For a cow-calf producer, reproductive efficiency is 9 times more important economically than carcass traits. At the Florida Cattlemen’s Institute and Allied Trade Show (FCIATS) held January 10, 2019, John Genho (Neogen) presented a “Practical Ranch Approach to Genetics.” He discussed three broad categories of beef cattle production: reproduction/health traits, growth traits, and carcass traits. The big “take home” lesson: reproduction and health traits are the most important economically, but are least heritable because management and environment play such a huge role. However, these traits can show the greatest improvement from a crossbreeding program compared to the other two categories.

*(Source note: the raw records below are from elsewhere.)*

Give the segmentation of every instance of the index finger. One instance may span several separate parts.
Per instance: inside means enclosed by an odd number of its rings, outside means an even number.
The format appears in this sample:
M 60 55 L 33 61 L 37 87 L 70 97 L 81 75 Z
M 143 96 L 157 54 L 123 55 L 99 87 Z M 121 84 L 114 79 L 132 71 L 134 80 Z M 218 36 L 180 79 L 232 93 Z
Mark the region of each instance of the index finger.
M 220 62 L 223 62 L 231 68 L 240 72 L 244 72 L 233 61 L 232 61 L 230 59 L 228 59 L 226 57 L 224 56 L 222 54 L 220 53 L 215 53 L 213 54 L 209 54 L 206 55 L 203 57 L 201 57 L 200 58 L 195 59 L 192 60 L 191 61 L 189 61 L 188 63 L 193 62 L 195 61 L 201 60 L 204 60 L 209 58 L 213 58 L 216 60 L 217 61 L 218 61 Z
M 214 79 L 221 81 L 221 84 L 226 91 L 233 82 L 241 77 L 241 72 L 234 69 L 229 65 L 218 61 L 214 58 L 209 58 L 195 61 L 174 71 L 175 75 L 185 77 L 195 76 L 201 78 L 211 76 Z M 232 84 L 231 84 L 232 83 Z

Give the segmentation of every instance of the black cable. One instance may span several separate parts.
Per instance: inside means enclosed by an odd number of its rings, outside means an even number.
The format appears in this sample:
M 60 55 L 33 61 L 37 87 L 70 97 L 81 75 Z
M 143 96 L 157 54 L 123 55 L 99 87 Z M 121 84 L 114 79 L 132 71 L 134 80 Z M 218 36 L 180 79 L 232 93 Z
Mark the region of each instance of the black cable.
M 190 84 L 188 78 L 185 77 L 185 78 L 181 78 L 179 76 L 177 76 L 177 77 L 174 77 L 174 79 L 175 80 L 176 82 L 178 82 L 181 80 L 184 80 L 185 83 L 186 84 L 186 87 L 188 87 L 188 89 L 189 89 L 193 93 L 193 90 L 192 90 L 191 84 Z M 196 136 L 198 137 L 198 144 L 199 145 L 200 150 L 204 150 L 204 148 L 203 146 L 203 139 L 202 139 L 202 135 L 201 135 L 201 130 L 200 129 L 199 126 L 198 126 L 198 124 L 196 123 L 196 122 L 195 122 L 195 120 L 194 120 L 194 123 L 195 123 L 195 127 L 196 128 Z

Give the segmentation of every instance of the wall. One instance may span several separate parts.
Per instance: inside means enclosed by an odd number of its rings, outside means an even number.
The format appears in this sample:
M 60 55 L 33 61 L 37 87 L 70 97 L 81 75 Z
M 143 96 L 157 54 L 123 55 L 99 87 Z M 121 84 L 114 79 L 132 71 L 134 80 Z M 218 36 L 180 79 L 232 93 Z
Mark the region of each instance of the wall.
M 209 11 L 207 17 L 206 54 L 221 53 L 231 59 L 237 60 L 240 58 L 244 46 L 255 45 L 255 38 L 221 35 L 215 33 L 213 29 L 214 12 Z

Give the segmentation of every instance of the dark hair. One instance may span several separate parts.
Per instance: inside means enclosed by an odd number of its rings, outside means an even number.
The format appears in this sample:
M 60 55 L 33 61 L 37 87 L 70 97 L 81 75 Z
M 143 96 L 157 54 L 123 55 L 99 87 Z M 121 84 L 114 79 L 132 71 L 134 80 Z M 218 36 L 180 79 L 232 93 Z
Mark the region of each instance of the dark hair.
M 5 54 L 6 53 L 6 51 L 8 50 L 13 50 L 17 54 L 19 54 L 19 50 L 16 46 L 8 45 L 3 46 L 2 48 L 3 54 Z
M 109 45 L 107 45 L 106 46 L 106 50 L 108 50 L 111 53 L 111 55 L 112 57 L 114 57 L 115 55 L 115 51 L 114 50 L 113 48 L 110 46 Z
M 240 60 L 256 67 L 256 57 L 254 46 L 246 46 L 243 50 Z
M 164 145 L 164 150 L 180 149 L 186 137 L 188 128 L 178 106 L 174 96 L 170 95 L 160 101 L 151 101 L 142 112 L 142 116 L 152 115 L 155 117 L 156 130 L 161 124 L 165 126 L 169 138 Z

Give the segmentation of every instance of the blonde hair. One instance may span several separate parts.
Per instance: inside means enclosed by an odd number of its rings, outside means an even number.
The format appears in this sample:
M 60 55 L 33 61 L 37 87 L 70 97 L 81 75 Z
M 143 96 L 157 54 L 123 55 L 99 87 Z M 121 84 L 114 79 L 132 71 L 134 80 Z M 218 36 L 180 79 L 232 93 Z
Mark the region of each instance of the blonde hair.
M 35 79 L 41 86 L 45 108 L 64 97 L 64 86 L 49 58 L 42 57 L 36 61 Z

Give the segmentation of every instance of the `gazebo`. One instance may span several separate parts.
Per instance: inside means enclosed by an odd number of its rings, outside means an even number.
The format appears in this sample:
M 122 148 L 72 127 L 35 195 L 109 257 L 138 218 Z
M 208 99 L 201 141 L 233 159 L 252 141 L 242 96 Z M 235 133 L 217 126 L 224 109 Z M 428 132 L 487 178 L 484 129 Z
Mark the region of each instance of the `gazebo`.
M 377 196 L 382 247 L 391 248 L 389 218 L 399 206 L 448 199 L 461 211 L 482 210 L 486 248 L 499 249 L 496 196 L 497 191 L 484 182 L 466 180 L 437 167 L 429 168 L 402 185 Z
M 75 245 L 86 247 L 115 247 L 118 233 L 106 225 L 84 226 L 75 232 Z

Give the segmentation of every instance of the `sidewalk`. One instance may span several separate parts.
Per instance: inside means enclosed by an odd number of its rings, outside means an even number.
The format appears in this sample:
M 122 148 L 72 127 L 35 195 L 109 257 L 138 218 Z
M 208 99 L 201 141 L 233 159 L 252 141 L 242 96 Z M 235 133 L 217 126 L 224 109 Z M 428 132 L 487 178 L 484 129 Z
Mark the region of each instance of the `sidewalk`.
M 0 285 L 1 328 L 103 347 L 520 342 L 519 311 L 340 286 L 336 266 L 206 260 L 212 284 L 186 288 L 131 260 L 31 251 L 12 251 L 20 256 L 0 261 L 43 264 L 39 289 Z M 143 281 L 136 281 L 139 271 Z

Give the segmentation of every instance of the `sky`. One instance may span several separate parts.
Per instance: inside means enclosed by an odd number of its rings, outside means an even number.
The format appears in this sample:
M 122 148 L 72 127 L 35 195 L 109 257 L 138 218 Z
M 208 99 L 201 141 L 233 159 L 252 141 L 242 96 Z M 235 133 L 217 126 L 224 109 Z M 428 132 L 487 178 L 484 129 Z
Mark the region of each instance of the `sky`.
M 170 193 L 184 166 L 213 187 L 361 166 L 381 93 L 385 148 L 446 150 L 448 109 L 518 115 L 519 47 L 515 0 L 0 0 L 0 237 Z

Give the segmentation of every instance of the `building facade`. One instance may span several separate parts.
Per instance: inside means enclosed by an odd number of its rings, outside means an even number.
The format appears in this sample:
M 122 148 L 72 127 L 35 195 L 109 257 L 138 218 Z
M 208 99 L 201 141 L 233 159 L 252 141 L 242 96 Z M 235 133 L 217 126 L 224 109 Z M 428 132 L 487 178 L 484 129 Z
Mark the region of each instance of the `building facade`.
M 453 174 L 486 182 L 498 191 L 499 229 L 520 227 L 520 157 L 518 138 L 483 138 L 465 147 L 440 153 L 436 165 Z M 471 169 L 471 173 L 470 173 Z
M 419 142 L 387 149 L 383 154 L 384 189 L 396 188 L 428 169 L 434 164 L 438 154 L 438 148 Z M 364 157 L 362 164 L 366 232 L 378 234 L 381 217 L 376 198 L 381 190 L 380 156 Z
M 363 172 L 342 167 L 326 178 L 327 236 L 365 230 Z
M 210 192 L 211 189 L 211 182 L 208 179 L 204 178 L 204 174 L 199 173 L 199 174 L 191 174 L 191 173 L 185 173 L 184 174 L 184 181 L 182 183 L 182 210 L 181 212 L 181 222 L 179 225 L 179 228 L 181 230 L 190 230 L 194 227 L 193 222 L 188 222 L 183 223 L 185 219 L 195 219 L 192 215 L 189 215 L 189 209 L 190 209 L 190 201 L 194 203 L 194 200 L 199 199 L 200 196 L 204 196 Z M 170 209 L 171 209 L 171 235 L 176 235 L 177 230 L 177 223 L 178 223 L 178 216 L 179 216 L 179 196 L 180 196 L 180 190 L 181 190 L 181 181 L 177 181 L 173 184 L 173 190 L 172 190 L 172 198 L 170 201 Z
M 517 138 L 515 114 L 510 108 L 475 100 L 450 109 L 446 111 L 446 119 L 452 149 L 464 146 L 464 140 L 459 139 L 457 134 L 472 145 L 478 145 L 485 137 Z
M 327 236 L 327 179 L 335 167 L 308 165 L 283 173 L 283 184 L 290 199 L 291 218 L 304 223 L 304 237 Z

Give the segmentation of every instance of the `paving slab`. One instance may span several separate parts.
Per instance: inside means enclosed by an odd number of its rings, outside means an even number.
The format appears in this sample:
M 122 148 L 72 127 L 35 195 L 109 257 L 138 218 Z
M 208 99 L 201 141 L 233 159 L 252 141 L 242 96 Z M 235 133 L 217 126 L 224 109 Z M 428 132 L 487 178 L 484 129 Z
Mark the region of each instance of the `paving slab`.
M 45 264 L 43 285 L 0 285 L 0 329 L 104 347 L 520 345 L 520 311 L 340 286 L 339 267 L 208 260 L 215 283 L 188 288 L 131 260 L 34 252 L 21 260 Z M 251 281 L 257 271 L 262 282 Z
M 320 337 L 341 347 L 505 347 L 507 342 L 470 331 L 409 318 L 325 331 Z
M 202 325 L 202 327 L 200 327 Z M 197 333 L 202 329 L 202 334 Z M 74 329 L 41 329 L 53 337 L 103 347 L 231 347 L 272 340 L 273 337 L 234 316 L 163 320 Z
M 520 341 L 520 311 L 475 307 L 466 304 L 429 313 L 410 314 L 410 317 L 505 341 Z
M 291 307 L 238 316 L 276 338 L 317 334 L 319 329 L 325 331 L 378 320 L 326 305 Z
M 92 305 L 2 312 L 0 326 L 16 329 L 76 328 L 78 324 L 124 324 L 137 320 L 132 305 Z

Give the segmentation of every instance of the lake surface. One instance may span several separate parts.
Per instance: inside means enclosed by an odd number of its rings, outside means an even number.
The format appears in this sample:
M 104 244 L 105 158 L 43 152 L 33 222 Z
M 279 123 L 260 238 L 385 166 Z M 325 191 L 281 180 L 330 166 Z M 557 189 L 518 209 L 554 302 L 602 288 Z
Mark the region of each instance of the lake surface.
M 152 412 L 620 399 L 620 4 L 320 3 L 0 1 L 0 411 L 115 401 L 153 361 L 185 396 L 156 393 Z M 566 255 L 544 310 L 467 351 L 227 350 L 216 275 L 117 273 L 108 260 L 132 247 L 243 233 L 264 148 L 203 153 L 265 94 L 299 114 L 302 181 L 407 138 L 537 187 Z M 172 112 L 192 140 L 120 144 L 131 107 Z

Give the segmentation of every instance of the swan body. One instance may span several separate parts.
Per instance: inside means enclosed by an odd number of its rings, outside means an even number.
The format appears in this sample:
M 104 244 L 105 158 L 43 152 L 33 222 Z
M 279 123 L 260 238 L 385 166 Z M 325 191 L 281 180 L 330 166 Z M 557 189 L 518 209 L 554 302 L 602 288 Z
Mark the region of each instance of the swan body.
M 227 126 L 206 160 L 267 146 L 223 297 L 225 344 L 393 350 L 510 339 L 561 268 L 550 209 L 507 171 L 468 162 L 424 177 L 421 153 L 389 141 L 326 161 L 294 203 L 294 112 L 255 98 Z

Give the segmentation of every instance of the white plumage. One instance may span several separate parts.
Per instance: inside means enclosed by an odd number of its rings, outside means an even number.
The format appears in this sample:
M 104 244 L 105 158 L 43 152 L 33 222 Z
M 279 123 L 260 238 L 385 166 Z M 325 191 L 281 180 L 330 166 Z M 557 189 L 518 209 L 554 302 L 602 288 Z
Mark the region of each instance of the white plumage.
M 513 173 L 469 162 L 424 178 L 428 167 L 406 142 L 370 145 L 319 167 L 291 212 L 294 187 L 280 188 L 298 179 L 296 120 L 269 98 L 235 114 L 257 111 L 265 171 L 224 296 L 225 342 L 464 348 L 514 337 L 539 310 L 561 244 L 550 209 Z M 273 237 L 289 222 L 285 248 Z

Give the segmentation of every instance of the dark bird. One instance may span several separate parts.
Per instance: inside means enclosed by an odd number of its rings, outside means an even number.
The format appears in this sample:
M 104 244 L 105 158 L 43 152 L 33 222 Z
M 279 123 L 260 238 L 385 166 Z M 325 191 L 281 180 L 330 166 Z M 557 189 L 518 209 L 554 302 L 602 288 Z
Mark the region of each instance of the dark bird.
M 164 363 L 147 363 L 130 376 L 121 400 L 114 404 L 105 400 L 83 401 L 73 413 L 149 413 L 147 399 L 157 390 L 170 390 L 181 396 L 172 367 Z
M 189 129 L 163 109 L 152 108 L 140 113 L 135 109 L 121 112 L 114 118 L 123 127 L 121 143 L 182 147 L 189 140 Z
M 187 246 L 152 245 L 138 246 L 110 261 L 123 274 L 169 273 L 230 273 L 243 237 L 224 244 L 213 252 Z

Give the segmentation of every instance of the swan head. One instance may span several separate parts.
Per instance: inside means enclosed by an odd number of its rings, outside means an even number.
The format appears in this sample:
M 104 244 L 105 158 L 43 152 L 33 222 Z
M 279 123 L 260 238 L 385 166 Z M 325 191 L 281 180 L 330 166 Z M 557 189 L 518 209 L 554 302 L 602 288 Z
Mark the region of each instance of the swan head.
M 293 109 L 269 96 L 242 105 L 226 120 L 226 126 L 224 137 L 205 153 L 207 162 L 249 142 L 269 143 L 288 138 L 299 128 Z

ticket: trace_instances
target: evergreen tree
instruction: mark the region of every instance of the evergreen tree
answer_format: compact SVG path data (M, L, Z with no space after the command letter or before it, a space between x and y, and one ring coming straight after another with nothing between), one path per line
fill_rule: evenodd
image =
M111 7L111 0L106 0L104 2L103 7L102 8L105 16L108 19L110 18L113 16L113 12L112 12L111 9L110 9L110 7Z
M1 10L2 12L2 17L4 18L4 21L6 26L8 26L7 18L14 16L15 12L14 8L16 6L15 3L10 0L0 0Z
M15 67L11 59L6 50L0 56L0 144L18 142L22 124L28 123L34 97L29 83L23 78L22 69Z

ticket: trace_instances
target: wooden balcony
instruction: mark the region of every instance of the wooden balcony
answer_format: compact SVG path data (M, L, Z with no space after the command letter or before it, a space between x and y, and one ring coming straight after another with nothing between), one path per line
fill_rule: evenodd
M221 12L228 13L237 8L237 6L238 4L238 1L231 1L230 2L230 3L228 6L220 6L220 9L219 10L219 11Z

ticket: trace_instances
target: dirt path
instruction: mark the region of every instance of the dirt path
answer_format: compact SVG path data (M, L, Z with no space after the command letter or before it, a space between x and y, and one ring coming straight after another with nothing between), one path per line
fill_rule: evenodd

What are the difficulties?
In Florida, we have to be careful how far we try to maximize production (cow size) due to the nutritional limits provided by our forages. It is necessary to match the cow (both breed type and size) with the environment she lives in; do not set her up for failure right out of the gate. Another timing difficulty for calving each year has to do with physical constraints. A cow must have 30 to 45 days for post-partum recovery of the uterus. Add in 280 days for gestation, and that leaves only 55 days at the most for breeding. Cows capable of making this turn-around should be kept in the herd. Those that do not should be replaced. Accurate record keeping is pivotal to improving a herd’s efficiency. Also, having a well-established breeding season will help identify the cows that breed early and calve every year.
How to move to a breeding season, painlessly?
There is a University of Florida publication to help you slowly move over to a breeding season over a 2-3 year period. Converting to a Breeding Season Not only will a breeding season help you identify productive females, it can help with management and marketing. Feeding cattle that all have similar production levels (all lactating or all dry) will optimize your feed/nutrition budget. Also, if you have a group of calves to sell that are more uniform in size can make you more money (or at least save some trips to the market).
What are some reproductive technologies you could use?
Many times, we only think of synchronization of females as a tool for artificial insemination (AI). While AI is a great tool for a small producer to improve genetics quickly, not having the hassle of owning a bull could be an even better perk. But, if you own a bull, you can still reap benefits from using synchronization. Using progesterone in controlled intravaginal release devices (CIDR) can help to jump start the reproductive cycle Management of the Postpartum Cow Perhaps the greatest application for CIDRs is with almost-to-cycle heifers or those heifers within one month of being fully pubertal. If heifers can enter a breeding program on the very beginning of the breeding season, theoretically they will be more apt to stay in the herd and never miss a year. Cows that breed early in the breeding season will calve early in the calving season will repair earlier to be prepared to re-breed earlier in the next breeding season. It is a viscous cycle but a cycle with which we have tools to manage.